The difference is that it is considerably harder to get a diagnosis with the DSM-5 than it was with the DSM-4. To the point that I do not believe that I could get a diagnosis with the DSM-5.
I have the same feeling about that in my own case. Someone would make a fiscal-based decision in that instance rather than a medical one. Even when I'd have no intention of seeking entitlements and never have.
Whatever it takes to deny one access to entitlements to make the system work. Unless of course you have cancer....that's entirely different in their eyes.
Pretty much the only thing I appreciate about the DSM-V is acknowledging autism being on a spectrum. That I think is a legitimate conclusion. But how the diagnostics process is handled compared to the DSM-IV protocols....yikes.
Really makes me reflect upon the psychiatrist I saw this summer to tackle my "performance anxiety", who argued that he didn't believe my diagnosis, or most autism diagnoses, because the criteria had been extended so much that everyone could virtually be diagnosed (I got my diagnosis earlier this year, after years of debating whether I needed to get that piece of paper or not, and saving up to see a specialist). I quickly came to the conclusion that he was full of s..t, but boy, you'd think the guy would at least actually keep up with the news in his particular field, and know that DSM-V makes it
harder to meet the criteria for diagnosis, not easier. Psychiatry was not his special interest, I guess
Veering back to the topic, I'll be honest and say that I know very little about the guidelines that don't have DSM as the first 3 letters of their name, however: depending on the reasons you stated for going through the dx part, perhaps your specialist followed what they felt was most fitting to how you presented. They may also have an issue with the way and reasons for which the DSM has removed AS (including due to a political/big pharma agenda), and feel that it shouldn't be the ultimate reference when diagnosing Aspies. I'm not sure being Serbian comes into account so much; regardless of where your psychiatrist was trained, doctors moving out to another country are usually requested to update their knowledge and follow local guidelines. If your specialist was US-trained, that makes being Serbian even less relevant.

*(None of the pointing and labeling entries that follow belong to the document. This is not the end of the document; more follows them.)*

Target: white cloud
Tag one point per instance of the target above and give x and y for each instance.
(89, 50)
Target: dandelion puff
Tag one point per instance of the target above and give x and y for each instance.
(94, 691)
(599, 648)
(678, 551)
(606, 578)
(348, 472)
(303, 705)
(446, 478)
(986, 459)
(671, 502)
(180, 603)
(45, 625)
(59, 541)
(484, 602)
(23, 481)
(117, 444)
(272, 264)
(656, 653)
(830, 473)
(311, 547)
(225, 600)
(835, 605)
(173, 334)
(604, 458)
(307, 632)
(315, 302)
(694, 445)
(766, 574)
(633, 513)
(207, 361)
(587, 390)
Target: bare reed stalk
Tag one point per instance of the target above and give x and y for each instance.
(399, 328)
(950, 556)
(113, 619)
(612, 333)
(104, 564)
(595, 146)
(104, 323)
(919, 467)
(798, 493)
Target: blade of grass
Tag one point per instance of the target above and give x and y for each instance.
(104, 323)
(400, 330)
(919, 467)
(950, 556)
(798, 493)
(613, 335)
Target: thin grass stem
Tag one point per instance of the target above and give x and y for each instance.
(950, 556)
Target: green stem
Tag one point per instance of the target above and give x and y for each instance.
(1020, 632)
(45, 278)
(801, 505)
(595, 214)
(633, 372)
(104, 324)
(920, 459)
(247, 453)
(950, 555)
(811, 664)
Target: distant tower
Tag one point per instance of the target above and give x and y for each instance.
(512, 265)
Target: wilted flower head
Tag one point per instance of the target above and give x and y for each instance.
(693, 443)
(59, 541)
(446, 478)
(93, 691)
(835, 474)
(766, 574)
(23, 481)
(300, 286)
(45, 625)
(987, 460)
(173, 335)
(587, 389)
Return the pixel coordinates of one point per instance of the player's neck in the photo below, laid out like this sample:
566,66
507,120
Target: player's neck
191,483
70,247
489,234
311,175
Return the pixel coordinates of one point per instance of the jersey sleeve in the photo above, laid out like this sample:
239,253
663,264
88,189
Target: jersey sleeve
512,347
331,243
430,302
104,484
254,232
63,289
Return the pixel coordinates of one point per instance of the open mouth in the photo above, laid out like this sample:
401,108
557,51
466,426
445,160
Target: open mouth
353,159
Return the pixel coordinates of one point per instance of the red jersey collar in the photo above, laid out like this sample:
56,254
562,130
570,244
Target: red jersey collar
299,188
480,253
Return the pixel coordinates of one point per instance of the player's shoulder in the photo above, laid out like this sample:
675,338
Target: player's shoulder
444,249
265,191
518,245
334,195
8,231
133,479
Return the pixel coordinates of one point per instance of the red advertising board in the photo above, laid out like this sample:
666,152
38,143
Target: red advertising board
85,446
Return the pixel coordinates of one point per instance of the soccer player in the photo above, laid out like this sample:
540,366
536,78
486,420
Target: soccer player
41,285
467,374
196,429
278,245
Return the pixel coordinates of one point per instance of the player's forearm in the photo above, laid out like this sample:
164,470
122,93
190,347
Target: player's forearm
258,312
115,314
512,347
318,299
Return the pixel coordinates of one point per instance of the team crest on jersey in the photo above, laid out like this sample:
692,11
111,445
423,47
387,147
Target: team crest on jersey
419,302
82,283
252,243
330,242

I don't think AS belongs in the DSM because it's not a mental illness, simple as that (and I haven't really seen used all that much to establish a differential diagnosis over schizoid personalities, BPD, psychosis, etc., so I doubt that it's kept there to keep people from receiving an erroneous dx for mental illness).
I also feel that while the spectrum is definitely the way to go, lumping all of the variations under one single umbrella is unfair to all spectrumites involved. I fear that it places exaggerated expectations on some, creates unjustified expectations of limitations for others. But then again, I strongly believe that it's not my neurodiversity that makes me disabled, it's how people react to it and there's nothing inherently wrong about me that needs to be fixed.